Daniel starts to freak out. But he finally gets to his stop, he leaps up, and slides past this seat demon, then hurries down the block without looking back, convinced that this punk is going to chase him down. Daniel clears a corner, stops, catches his breath, and waits. Was all that just in his mind? Or is Daniel actually in danger?
In the comments section of the Short Story Showdown, ChinaSplash posted their logline which began a discussion about why I didn’t choose their story for the showdown. It came down to that the logline promised a big sci-fi concept, which was what hooked me, yet the story started with a woman who really wanted to eat a donut. My feeling was, “What’s the point of including that? It’s a short story. You don’t have time to waste. Start deeper in when the story is already moving.”
I feel the exact same way about this story.
If you read this logline, you assume you’re getting a story about a guy who deals with a scary, potentially dangerous, individual who sits next to him on a bus.
But that’s not what we get. Our malcontent bus villain doesn’t sit down next to our hero until halfway through the story.
To me, that’s unforgivable. I was even getting antsy that we weren’t in the bus conflict by the end of the first page. Yet I had to read three more pages to get there.

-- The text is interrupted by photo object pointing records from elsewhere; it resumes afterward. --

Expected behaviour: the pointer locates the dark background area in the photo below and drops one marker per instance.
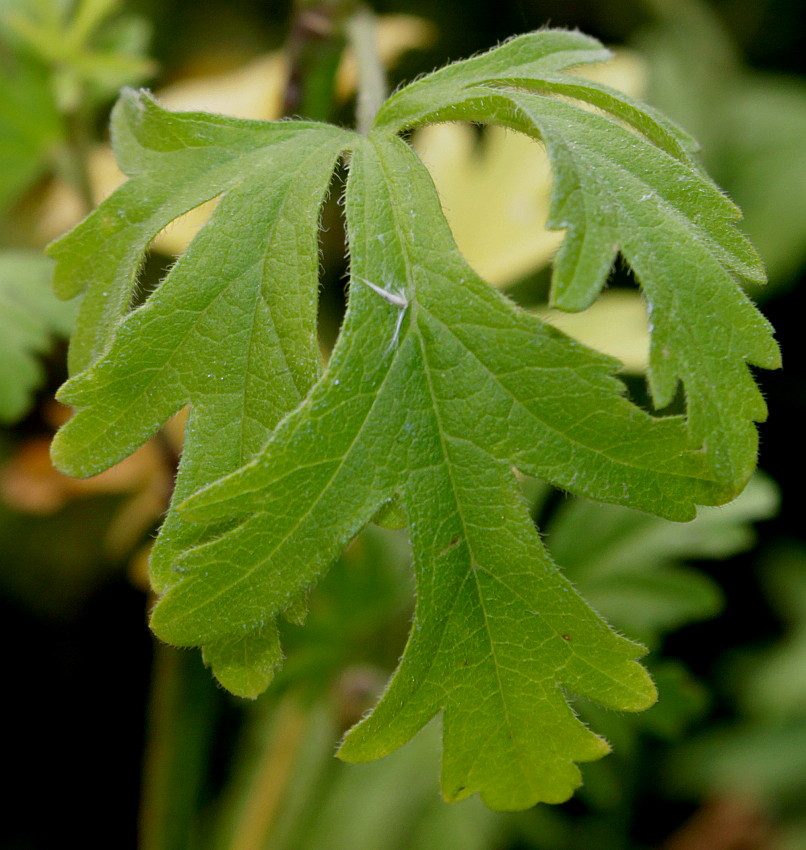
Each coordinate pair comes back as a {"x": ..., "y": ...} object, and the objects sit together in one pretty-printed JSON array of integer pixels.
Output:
[{"x": 77, "y": 683}]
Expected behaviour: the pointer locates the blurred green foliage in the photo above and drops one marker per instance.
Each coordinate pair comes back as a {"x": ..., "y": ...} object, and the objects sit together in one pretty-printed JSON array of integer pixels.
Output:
[{"x": 730, "y": 723}]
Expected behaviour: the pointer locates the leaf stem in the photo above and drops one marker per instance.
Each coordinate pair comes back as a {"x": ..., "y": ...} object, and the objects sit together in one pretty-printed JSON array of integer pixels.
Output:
[
  {"x": 363, "y": 39},
  {"x": 182, "y": 716},
  {"x": 271, "y": 777},
  {"x": 315, "y": 44}
]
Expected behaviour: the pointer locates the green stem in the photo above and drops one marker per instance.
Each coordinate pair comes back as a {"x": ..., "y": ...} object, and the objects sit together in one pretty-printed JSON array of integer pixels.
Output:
[
  {"x": 74, "y": 159},
  {"x": 363, "y": 39},
  {"x": 180, "y": 730},
  {"x": 315, "y": 44}
]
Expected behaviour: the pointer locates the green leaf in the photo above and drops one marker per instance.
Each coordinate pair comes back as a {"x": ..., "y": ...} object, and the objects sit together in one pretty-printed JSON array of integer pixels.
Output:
[
  {"x": 627, "y": 564},
  {"x": 238, "y": 343},
  {"x": 629, "y": 186},
  {"x": 30, "y": 127},
  {"x": 439, "y": 415},
  {"x": 29, "y": 318},
  {"x": 438, "y": 387}
]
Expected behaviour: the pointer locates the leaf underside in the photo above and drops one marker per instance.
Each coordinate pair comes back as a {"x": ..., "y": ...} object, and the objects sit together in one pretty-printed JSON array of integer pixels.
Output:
[{"x": 437, "y": 389}]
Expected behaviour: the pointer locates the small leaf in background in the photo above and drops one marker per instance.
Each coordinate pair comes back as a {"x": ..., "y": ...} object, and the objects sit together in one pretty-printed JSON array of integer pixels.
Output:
[
  {"x": 752, "y": 127},
  {"x": 628, "y": 565}
]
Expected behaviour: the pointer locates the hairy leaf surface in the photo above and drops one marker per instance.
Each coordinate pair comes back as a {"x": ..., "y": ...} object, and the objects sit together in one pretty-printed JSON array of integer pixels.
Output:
[
  {"x": 29, "y": 317},
  {"x": 438, "y": 387}
]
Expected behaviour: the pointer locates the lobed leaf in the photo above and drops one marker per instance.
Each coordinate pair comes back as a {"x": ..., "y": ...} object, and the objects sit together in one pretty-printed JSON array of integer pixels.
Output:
[
  {"x": 438, "y": 387},
  {"x": 439, "y": 416}
]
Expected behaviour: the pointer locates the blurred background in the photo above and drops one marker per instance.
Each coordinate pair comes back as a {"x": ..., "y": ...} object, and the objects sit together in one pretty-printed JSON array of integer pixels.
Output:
[{"x": 114, "y": 741}]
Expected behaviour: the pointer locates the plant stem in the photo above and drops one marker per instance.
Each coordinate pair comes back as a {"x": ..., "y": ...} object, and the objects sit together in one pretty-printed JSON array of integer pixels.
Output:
[
  {"x": 315, "y": 44},
  {"x": 75, "y": 158},
  {"x": 182, "y": 716},
  {"x": 272, "y": 776},
  {"x": 362, "y": 37}
]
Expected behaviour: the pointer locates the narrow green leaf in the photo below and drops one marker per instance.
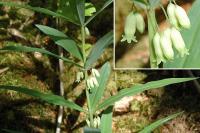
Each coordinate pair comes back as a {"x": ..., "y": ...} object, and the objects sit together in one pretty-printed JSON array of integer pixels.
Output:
[
  {"x": 154, "y": 3},
  {"x": 91, "y": 130},
  {"x": 106, "y": 4},
  {"x": 106, "y": 120},
  {"x": 62, "y": 40},
  {"x": 80, "y": 5},
  {"x": 71, "y": 47},
  {"x": 97, "y": 92},
  {"x": 158, "y": 123},
  {"x": 140, "y": 88},
  {"x": 40, "y": 10},
  {"x": 50, "y": 98},
  {"x": 51, "y": 32},
  {"x": 141, "y": 3},
  {"x": 31, "y": 49},
  {"x": 89, "y": 9},
  {"x": 192, "y": 39},
  {"x": 98, "y": 49}
]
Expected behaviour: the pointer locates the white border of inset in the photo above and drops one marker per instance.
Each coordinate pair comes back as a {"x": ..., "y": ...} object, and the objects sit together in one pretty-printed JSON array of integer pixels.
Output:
[{"x": 114, "y": 64}]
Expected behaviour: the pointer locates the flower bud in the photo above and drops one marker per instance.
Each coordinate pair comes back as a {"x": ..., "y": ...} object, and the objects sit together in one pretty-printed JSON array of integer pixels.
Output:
[
  {"x": 166, "y": 45},
  {"x": 158, "y": 50},
  {"x": 178, "y": 42},
  {"x": 129, "y": 29},
  {"x": 182, "y": 17},
  {"x": 94, "y": 82},
  {"x": 140, "y": 24},
  {"x": 97, "y": 121},
  {"x": 90, "y": 84},
  {"x": 88, "y": 122},
  {"x": 79, "y": 76},
  {"x": 95, "y": 73},
  {"x": 172, "y": 16}
]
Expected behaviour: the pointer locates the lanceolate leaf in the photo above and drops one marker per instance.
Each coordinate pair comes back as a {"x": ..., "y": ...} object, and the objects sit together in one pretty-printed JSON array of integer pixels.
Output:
[
  {"x": 98, "y": 49},
  {"x": 50, "y": 98},
  {"x": 106, "y": 120},
  {"x": 192, "y": 39},
  {"x": 158, "y": 123},
  {"x": 51, "y": 32},
  {"x": 41, "y": 10},
  {"x": 140, "y": 88},
  {"x": 141, "y": 3},
  {"x": 106, "y": 4},
  {"x": 71, "y": 47},
  {"x": 31, "y": 49},
  {"x": 97, "y": 92},
  {"x": 74, "y": 9},
  {"x": 62, "y": 40}
]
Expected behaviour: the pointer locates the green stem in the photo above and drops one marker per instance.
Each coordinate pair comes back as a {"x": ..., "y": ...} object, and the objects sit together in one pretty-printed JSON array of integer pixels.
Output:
[
  {"x": 152, "y": 23},
  {"x": 86, "y": 77},
  {"x": 166, "y": 16}
]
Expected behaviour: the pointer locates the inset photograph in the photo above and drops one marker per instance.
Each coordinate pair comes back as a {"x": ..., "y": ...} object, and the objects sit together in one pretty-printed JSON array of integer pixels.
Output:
[{"x": 158, "y": 34}]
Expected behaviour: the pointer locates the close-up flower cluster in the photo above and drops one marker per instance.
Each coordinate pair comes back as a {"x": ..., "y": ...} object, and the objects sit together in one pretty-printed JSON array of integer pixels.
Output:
[
  {"x": 170, "y": 38},
  {"x": 165, "y": 45}
]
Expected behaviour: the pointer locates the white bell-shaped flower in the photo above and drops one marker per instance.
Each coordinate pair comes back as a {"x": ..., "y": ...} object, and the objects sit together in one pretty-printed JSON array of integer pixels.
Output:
[
  {"x": 172, "y": 16},
  {"x": 157, "y": 48},
  {"x": 79, "y": 76},
  {"x": 178, "y": 42},
  {"x": 166, "y": 45},
  {"x": 95, "y": 73},
  {"x": 129, "y": 29},
  {"x": 182, "y": 17}
]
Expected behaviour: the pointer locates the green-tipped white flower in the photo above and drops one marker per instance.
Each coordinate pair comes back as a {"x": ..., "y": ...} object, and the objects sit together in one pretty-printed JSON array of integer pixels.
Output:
[
  {"x": 172, "y": 16},
  {"x": 94, "y": 81},
  {"x": 79, "y": 76},
  {"x": 129, "y": 29},
  {"x": 90, "y": 84},
  {"x": 158, "y": 50},
  {"x": 140, "y": 24},
  {"x": 88, "y": 122},
  {"x": 87, "y": 32},
  {"x": 178, "y": 42},
  {"x": 97, "y": 121},
  {"x": 166, "y": 45},
  {"x": 182, "y": 17},
  {"x": 95, "y": 73}
]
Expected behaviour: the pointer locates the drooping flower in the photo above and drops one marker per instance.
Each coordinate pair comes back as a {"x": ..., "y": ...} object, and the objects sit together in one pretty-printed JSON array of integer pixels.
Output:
[
  {"x": 129, "y": 29},
  {"x": 182, "y": 17},
  {"x": 172, "y": 16},
  {"x": 95, "y": 73},
  {"x": 140, "y": 24},
  {"x": 166, "y": 45},
  {"x": 95, "y": 82},
  {"x": 79, "y": 76},
  {"x": 97, "y": 122},
  {"x": 157, "y": 48},
  {"x": 178, "y": 42},
  {"x": 92, "y": 82}
]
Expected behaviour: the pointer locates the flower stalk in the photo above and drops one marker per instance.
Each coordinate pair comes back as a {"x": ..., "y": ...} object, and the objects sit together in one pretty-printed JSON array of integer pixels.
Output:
[{"x": 90, "y": 113}]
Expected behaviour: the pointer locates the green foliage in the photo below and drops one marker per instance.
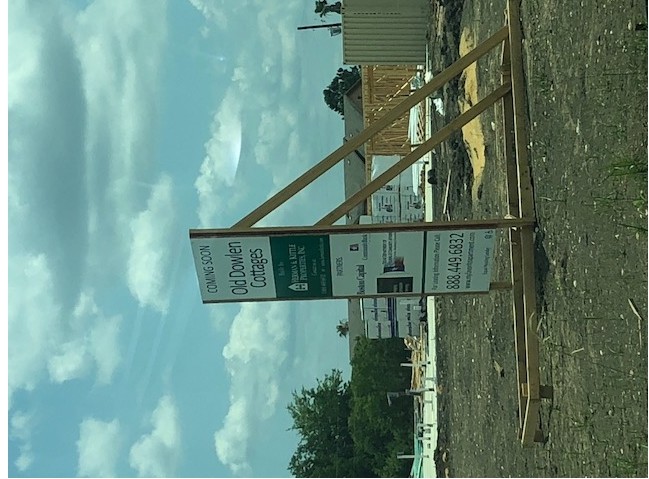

But let’s look at this from Jason’s point of view. I’m guessing he wanted to do some character development first. He wanted to get you in Daniel’s head so we could learn what makes him tick. Because what good is an antagonist if we don’t understand the person he’s antagonizing?
That’s a fair argument.
However, there are ways you can achieve this that are a lot more likely to keep the reader’s interest. For example, when we’re waiting at that first stop with Daniel, introduce the scary rider then. He’s standing over by the side but you can just tell there’s something off about him.
Now, when we go into Daniel’s head and learn about his day and what makes him tick, we’re doing so underneath a line of suspense. Because we see the antagonist. We know the situation with him is only going to get worse. So we’re more compelled to turn the pages, even though “nothing” is happening yet.
The Empty Seat was struggling in another area as well, which was that Daniel wasn’t a very likable guy.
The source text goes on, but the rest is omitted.